When applying the bug spray, be sure to target areas where chiggers might be able to find exposed skin, for example, around the pant cuffs, collars, tops of socks, and so on.

6. Shower Once You Get Indoors

If possible, shower immediately after your camping trip or hiking. Using soap and water, scrub your skin clean as this can help wash away any chiggers crawling on your skin or that have attached themselves.

7. Wash Your Clothes

Clothing, blankets, or towels that were used on the ground should be washed in hot water to remove any chiggers or other insects that may have crawled on them.

Did you know…
Chiggers (Trombiculidae) are a family of mites also known as red bugs, berry bugs, harvest mites, bush mites, or scrub-itch mites.

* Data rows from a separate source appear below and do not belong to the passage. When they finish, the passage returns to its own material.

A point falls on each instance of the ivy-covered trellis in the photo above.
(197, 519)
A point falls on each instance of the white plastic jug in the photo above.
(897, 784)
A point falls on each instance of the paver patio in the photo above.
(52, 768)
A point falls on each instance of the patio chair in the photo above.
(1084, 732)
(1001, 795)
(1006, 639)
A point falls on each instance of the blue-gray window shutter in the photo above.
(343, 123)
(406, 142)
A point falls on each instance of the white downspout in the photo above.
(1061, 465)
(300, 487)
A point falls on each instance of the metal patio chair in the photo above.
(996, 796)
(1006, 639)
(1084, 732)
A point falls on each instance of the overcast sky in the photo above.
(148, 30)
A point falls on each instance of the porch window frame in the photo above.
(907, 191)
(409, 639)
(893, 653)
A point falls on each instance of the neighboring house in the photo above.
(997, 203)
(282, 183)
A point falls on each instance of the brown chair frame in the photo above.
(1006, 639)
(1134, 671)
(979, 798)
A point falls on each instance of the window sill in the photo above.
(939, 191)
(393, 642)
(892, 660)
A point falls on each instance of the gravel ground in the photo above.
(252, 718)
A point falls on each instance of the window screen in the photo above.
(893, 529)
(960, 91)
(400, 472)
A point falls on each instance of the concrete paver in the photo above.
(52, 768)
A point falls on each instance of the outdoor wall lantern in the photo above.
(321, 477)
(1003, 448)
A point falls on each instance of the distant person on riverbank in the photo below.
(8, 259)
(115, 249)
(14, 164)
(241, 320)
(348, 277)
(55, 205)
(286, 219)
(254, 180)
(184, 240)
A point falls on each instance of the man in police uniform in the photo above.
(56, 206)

What to Do if You Get Chigger Bites

If you notice bug bites on your body – typically in a group around your feet, ankles, waistline, or neck – simply apply the ICR method:

  • Inspect: To begin, look for chiggers on your body to see whether any remain. Be sure to look around the sock line, waistline, and collar line. Look for little red dots. They may be moving rapidly or attached to your skin.
  • Clean: Bathe and scrub your skin with soap and water to rid yourself of any chiggers that may be on you.
  • Relieve: Apply an over-the-counter anti-itch medication like hydrocortisone or calamine lotion. Antihistamine pills and a cold compress can also help relieve any discomfort.

Chigger bites typically take up to two weeks to fully go away. The itching goes away after a few days, with the red bumps fully healing in 1 to 2 weeks.

Important: Chigger bites usually heal on their own. However, if yours are still itching and causing you problems after a few days, see your physician.